About
The Nuffield Department of Anaesthetics (NDA), now renamed the Nuffield Division of Anaesthetics, was established in 1937 as the first academic department for British anaesthesia; arguably it was the first in the world, when Dr (later Sir) Robert Macintosh was elected to the Chair of Anaesthetics. Macintosh had great energy and was able to attract excellent colleagues who helped to expand the scope and technology of anaesthesia, including teaching and training, but at the same time ensured that Oxford became the citadel of progressive but safe, simple and straightforward anaesthetic practice.
The development of the Respiratory Unit, for example, was a great success and heralded present day Intensive Care Units. Macintosh was followed by Alex Crampton Smith, Keith Sykes, Pierre Foëx, Clive Hahn, Henry McQuay and Irene Tracey. The NDA played an important role in the development of prolonged artificial ventilation for neurological diseases such as polio, Guillain-Barré syndrome, tetanus (including the introduction of sympathetic blockade, a revolution in the treatment of this condition) and myasthenia gravis.

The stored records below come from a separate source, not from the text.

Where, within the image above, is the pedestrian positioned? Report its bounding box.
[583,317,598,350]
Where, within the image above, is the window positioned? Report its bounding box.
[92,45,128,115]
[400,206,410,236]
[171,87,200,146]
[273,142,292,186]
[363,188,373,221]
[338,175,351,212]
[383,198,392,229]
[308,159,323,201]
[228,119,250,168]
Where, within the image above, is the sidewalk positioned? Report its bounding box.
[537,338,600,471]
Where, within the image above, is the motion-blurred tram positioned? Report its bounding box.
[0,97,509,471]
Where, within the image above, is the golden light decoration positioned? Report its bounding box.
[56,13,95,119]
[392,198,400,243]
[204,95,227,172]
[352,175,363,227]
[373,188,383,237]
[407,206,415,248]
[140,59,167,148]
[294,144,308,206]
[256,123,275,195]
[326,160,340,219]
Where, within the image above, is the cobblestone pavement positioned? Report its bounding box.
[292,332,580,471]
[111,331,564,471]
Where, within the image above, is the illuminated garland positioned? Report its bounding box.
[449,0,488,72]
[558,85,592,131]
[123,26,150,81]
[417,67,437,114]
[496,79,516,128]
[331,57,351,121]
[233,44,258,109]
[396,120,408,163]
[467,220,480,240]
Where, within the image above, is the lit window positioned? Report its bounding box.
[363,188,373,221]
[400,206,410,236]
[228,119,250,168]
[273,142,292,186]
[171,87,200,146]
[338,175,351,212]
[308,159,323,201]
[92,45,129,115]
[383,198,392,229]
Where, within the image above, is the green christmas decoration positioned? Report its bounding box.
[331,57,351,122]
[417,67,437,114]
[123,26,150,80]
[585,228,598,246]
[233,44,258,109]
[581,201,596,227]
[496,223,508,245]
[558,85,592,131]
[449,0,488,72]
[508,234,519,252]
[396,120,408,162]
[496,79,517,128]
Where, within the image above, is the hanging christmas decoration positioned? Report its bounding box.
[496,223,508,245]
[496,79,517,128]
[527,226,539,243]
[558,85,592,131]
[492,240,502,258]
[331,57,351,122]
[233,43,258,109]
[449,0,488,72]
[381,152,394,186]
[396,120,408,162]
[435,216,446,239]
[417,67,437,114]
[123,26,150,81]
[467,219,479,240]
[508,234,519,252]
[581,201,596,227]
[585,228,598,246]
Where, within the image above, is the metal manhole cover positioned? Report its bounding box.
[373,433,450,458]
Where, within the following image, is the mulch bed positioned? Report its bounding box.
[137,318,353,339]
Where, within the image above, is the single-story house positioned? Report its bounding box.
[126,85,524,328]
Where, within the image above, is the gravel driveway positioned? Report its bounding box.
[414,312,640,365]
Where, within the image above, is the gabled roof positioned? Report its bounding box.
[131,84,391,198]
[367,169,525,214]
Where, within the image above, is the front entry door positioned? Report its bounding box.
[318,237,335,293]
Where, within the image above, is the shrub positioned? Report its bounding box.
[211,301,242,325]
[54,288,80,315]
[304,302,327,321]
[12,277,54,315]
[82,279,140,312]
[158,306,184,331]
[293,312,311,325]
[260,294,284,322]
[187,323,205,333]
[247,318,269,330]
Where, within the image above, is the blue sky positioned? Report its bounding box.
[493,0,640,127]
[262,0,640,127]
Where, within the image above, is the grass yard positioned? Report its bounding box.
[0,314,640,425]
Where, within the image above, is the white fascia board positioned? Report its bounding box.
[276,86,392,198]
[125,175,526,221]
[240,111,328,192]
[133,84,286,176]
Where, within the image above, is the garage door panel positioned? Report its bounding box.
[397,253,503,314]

Major advances were made in the treatment of chronic pain, with one of the earliest tertiary pain relief units being established. Expertise in meta-analyses and systematic reviews led toevidence-based treatments of chronic and acute pain. Clinical and experimental applied cardiovascular and respiratory physiology studies were instrumental in developing the knowledge of the effects of anaesthetic agents and their interactions with cardiovascular drugs on the circulation, including the pulmonary circulation. Mathematical modelling of the lungs and gas exchange, based on experimental studies, forced a reappraisal of conventional concepts of ventilation.
Currently, the NDA operates as closely associated University and Hospital divisions and provides the framework for teaching, research and anaesthetic services. Going forwards the NDA is rightly positioning itself within clinical neurosciences and expanding its research aims, as a result of this exciting opportunity, by maintaining and developing internationally competitive research programs in the following core areas of anaesthetics:
- pain and consciousness;
- respiration and hypoxia;
- intensive care;
- simulation and human factors
training.
Additionally we have nationally and internationally recognised teaching programmes in a range of anaesthetic related areas (e.g. primary trauma care, regional anaesthesia, anaesthesia in the developing world).